There’s something uniquely unsettling about Joel Potrykus’ anti-comedy Ape (screening tonight as the latest screening collaboration between MDFF and The Seventh Art at Camera on Queen Street at 8:00pm). It’s almost as if a Daniel Clowes novel wasn’t so much adapted as it simply fought its way off the page. It’s awkward, unnerving, strange, combative, brash, and never, ever dull.

Trevor Newandyke (Joshua Burge) is a terrible stand up comedian. Full of the necessary self-loathing, rough life experience, and arrogance that one needs to succeed in the joke telling game, Trevor just isn’t particularly good at what he does while constantly bearing an entitled attitude that makes him think he’s the best person at the comedy showcases he constantly gets bumped from. He’s broke, a rival comic essentially stole material that he said he would pay for, and he’s incredibly unmotivated to make himself any better at his job. If he had his way, he’s be rehearsing the same five or six jokes in the mirror over and over again with hopes that one might finally stick while setting a bunch of flash paper on fire as a stress reliever.

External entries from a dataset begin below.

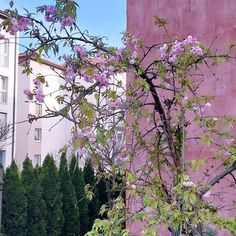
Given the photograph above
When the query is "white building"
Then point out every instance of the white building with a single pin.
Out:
(46, 135)
(8, 90)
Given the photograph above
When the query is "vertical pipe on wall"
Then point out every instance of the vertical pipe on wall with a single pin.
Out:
(14, 100)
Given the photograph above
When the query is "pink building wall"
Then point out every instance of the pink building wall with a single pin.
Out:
(209, 21)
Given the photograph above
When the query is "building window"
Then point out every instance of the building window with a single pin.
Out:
(120, 137)
(38, 134)
(3, 89)
(4, 53)
(38, 109)
(37, 160)
(2, 157)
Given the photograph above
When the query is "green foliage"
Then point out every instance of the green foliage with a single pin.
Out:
(82, 202)
(71, 225)
(36, 224)
(93, 205)
(14, 203)
(52, 197)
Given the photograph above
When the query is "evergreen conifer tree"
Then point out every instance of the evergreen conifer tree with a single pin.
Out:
(36, 224)
(70, 208)
(78, 180)
(93, 205)
(102, 187)
(52, 197)
(14, 213)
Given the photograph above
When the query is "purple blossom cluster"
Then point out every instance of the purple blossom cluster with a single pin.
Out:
(50, 13)
(66, 21)
(20, 24)
(116, 104)
(37, 92)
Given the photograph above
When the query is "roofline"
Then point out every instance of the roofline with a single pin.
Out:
(24, 58)
(3, 15)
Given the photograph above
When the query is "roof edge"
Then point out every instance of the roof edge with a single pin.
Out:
(24, 58)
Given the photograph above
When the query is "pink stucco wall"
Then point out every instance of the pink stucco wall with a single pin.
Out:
(212, 22)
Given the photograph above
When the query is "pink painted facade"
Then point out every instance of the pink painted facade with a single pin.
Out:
(212, 22)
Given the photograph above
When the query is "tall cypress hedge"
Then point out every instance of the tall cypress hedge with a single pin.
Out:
(93, 205)
(52, 197)
(82, 202)
(14, 213)
(36, 223)
(70, 208)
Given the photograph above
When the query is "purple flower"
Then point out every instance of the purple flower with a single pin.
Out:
(188, 184)
(23, 24)
(207, 194)
(102, 79)
(39, 95)
(66, 21)
(36, 83)
(69, 79)
(80, 50)
(19, 25)
(208, 105)
(49, 18)
(2, 36)
(196, 50)
(163, 51)
(14, 26)
(51, 10)
(70, 71)
(190, 40)
(28, 93)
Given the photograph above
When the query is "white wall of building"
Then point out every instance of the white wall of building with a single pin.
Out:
(9, 70)
(55, 134)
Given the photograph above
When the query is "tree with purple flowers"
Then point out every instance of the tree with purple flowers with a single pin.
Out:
(163, 111)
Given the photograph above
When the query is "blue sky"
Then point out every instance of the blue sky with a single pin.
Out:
(99, 17)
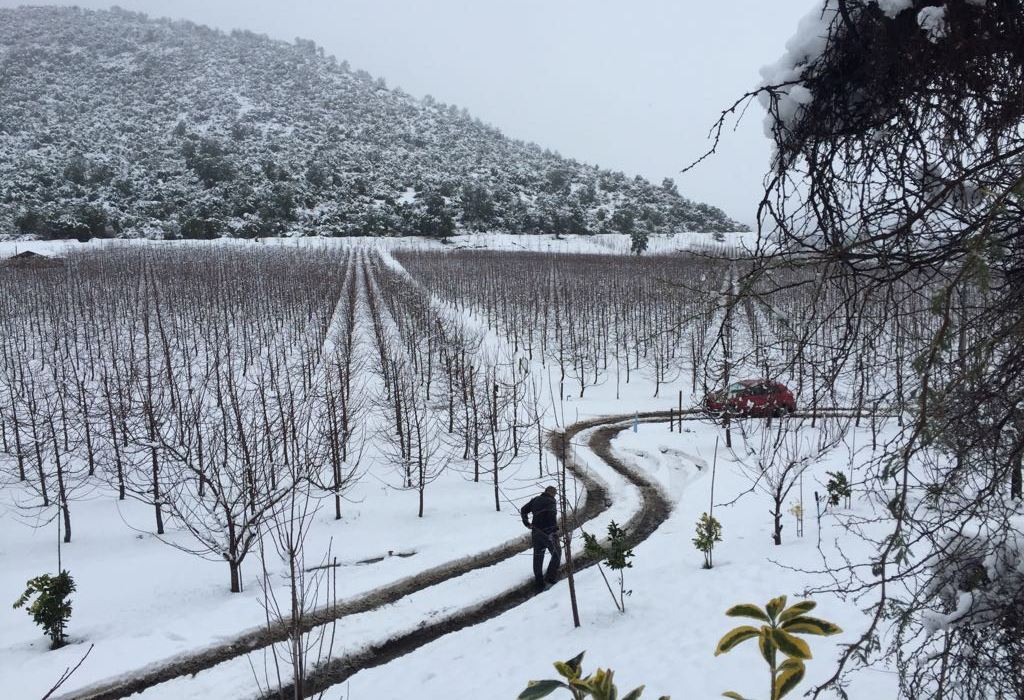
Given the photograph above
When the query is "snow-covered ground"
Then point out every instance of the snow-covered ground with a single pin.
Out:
(604, 244)
(140, 601)
(674, 618)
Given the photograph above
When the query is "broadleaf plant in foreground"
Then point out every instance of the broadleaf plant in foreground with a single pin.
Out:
(777, 635)
(598, 685)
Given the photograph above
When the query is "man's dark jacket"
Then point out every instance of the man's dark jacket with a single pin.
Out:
(545, 513)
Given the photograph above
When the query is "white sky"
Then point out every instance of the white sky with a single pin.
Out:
(630, 85)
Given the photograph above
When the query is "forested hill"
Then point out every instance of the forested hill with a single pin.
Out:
(114, 124)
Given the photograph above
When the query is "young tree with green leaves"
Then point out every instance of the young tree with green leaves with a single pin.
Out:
(615, 553)
(51, 608)
(777, 636)
(598, 685)
(709, 532)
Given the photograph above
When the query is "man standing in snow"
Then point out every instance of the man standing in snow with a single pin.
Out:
(545, 529)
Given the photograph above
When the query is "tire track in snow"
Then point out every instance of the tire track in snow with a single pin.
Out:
(654, 510)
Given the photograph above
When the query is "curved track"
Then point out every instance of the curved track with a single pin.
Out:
(653, 511)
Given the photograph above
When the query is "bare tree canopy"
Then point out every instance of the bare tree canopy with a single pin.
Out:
(896, 201)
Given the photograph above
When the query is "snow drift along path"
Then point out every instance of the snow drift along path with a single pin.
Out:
(654, 510)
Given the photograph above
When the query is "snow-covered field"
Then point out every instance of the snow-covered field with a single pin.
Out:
(605, 244)
(140, 601)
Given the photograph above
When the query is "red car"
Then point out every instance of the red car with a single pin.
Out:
(753, 397)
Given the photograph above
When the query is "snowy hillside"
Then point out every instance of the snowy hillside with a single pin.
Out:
(113, 124)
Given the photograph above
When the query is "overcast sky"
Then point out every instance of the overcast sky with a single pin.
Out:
(630, 85)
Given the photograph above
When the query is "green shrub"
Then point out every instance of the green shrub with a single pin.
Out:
(51, 609)
(838, 487)
(598, 685)
(616, 555)
(709, 532)
(777, 635)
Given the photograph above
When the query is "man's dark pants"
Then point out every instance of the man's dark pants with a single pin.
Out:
(546, 540)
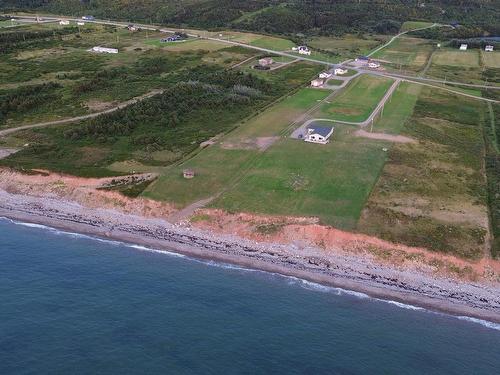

Potrykus’s work here is definitely a character study, generally plotless, shapeless, and not in a hurry to get anywhere, but it combines Trevor’s obvious shortcomings with surrealist asides that give the film some semblance of direction. Shot in an almost documentary fashion, Potrykus and Burge (who wisely never tries to make Trevor particularly likeable, despite a few moments of nobility) watch as Trevor flounders throughout his daily life, at one point making a deal with “the devil” that will add an interesting, if somewhat half baked body horror element that comes almost out of nowhere. There’s a man in an ape costume that shows up at various points to give the film a kind of elliptical feel (one that’s strangely and possibly intentionally tied to one of Trevor’s lamest jokes). He tries unsuccessfully to stop a bike robbery. His cable gets cut off and he has to resort to watching old tapes of Jerry Lewis telethons to pass the time.

It’s definitely not going to be everyone’s cup of tea since a vested interest in the psychology of performance is almost a prerequisite to having any interest in Trevor’s plight, and that’s compounded by the more out there elements of the film. It’s in that gray area between experimental and indie, and maybe the film would have benefitted more from actually trying to stick to one rather than the other. A final act attempt to add some stakes to the proceedings leads to a climax that’s certainly cathartic, but somewhat unearned. Despite that, Ape is definitely a film that’s built almost entirely upon individual moments, and most of those moments are pretty good. It’s not a particularly great film, but it’s certainly interesting.